For her petition to run for office, she collected more than 850 signatures from residents, several hundred more than the needed 500 signatures.

Running a true grass-roots campaign, Borden has rallied a small army of friends, UB alumni and students, and family members, including her 11- and 9-year old sons, to help with her campaign, assisting with everything from delivering lawn signs to going door-to-door to raise awareness.

Borden’s campaign centers on ensuring the long-term effects of development in the town are evaluated, such as the effect of a project/decision on traffic patterns and safety. She also plans to address the needs and concerns of young families and seniors who desire to age in place within their homes.

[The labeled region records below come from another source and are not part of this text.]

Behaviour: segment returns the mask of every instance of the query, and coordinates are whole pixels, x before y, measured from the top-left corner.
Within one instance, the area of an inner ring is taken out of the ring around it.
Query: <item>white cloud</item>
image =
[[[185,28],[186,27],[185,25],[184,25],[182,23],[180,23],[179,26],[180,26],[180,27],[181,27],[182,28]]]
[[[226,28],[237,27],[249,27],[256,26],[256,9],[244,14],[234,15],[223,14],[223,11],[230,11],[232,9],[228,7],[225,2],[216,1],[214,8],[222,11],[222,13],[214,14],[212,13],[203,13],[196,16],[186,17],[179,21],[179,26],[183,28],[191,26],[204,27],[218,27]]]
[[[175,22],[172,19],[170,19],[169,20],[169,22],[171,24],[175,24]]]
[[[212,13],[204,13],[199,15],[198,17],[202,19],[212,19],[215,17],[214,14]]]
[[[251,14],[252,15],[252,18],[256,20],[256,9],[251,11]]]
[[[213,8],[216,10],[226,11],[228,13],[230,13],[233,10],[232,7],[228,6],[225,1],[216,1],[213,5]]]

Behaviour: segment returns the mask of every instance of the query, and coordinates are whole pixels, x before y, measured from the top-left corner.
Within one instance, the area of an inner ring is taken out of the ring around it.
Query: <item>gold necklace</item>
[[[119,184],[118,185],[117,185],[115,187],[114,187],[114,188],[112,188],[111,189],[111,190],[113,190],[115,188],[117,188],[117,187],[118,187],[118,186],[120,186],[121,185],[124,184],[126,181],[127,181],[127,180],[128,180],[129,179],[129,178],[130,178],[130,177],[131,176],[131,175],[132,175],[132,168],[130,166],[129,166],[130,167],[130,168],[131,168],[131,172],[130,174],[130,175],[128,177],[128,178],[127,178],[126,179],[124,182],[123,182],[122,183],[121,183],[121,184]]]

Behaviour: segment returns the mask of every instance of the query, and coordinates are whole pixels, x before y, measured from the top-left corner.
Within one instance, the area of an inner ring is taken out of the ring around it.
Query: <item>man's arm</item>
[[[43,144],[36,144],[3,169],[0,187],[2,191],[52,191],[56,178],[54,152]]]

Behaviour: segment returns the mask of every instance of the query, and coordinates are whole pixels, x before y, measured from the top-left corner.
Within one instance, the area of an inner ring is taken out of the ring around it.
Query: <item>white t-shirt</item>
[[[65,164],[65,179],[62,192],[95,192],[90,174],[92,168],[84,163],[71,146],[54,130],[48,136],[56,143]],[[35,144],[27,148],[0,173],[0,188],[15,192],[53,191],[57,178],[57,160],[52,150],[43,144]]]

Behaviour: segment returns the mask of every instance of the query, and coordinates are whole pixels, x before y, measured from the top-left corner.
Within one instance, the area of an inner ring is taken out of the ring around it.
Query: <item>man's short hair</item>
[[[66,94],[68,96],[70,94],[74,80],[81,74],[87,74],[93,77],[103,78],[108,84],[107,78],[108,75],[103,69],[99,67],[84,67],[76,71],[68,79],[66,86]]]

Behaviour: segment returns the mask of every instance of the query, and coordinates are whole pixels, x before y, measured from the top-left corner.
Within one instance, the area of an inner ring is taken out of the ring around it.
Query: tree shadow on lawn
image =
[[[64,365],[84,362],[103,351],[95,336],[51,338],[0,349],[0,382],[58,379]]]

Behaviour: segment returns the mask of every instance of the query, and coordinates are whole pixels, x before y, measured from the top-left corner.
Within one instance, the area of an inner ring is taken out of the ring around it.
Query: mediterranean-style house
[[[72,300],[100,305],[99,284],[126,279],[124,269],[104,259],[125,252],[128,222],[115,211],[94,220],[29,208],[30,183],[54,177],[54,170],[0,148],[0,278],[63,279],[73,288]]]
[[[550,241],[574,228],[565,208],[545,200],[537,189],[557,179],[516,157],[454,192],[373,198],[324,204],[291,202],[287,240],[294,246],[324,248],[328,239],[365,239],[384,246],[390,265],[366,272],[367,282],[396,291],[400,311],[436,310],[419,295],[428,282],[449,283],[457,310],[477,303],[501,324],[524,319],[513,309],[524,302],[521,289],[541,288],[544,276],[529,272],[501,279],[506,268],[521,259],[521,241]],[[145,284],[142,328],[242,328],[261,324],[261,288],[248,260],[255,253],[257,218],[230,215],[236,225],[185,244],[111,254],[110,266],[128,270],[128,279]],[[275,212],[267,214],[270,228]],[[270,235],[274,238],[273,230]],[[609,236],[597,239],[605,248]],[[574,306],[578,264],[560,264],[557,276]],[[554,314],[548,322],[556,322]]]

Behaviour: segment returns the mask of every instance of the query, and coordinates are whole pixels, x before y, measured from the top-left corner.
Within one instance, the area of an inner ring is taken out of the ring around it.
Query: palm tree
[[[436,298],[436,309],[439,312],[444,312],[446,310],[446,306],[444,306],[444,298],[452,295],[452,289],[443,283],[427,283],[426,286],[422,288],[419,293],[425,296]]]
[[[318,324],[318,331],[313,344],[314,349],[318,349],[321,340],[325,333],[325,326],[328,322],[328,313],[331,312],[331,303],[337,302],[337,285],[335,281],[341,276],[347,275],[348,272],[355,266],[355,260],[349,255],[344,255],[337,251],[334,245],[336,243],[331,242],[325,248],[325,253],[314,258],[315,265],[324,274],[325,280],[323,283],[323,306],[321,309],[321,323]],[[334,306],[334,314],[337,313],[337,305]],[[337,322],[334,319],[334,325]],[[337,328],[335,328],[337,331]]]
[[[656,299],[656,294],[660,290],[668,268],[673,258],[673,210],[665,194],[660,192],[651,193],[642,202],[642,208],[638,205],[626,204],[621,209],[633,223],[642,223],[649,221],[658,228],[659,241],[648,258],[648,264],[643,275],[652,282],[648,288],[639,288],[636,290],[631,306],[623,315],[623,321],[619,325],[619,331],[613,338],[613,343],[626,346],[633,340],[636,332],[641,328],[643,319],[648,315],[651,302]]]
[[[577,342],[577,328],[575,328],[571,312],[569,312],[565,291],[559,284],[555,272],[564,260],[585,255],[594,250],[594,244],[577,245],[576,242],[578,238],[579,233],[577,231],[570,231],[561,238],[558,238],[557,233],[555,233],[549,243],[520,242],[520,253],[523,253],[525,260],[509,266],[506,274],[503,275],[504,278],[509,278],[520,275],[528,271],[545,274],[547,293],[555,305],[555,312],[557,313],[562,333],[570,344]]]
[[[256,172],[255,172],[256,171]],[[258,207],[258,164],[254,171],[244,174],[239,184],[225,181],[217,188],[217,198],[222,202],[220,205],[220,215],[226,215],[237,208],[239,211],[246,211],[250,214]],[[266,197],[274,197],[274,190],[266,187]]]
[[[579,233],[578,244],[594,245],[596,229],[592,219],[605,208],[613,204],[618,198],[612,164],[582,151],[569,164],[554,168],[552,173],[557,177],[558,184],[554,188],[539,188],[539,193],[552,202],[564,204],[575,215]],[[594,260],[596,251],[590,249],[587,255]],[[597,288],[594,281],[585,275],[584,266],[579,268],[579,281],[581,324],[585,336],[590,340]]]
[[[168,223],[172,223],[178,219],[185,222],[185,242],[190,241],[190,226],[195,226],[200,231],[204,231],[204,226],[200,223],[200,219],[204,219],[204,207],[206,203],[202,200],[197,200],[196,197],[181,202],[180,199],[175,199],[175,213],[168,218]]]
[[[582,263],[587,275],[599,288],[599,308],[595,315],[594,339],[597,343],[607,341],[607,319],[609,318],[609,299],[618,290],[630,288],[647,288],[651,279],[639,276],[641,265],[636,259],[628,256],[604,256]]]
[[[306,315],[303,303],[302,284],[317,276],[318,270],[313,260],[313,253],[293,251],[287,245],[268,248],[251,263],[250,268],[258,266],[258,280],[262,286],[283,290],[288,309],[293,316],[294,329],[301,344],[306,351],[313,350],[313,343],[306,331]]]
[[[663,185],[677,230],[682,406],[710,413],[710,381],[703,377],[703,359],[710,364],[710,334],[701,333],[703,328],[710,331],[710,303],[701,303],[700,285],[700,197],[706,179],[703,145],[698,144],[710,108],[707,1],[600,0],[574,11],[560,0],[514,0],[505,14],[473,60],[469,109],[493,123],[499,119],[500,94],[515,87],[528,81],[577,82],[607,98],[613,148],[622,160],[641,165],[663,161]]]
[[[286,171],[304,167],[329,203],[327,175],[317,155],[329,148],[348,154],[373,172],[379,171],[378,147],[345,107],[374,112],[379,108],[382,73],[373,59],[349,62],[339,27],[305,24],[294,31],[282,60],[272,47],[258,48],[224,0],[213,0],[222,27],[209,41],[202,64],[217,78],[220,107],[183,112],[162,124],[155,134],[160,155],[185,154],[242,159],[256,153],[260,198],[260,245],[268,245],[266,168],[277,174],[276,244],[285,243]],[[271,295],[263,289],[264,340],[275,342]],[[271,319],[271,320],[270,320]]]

“Running for office isn’t something that I aspired to do. This is truly an evolution of my involvement in the community,” says Borden, who is involved in the Junior League of Buffalo and the Erie County Commission for the Status of Women. “I attribute a lot of my awareness of issues impacting Western New York to my role here at the university.”

In leading the UB Academies, Borden pushes her students to not only became engaged in their communities, but to understand how the communities are impacted by such matters as sustainability, entrepreneurship and global diversity.

By running for local office, Borden hopes to become a role model for her students.

“Oftentimes, politicians are like celebrities: You know of the person but you can’t touch them,” says Borden. “For students to be able to say, ‘I know that person; I just saw her in the hall or attended a program with her,’ it makes the person real and allows them to think, ‘why not me?’

“I want to set an example for my students and my friends as well, that you don’t have to wait until you’ve achieved a certain level in your career or until you’re children are out of school to be a leader in your community,” she says. “You can participate now. We all have something to contribute.”

Borden, who also believes the exposure to politics will benefit her sons, hopes to inspire more women to enter politics.

 Women represent less than 30 percent of the nation’s elected officials and they need to be asked an average of seven times before they consider pursuing office, according to the American Association of University Women.

That disparity led Borden to work with Academies student Minahil Khan in February to host UB’s first “Elect Her,” a day-long program that encourages and trains college women for student government and future political office.

“It’s not just that we need more women in office; we need more women like Hadar who are dedicated to the lives of those around them,” says Khan, president of the undergraduate Student Association and a senior political science and communications major.

“It’s been evident since I came to college that Hadar has been the one person who believed in me and encouraged me to believe in myself. She’s continuously motiving me and never allows me to settle for less.”

 The Democratic primary between Borden, Deborah Bucki and Francina Spoth will be held Sept. 10. If nominated, Borden will run in the general election in November.

Borden holds bachelor’s and master’s degrees from UB in geography and international trade.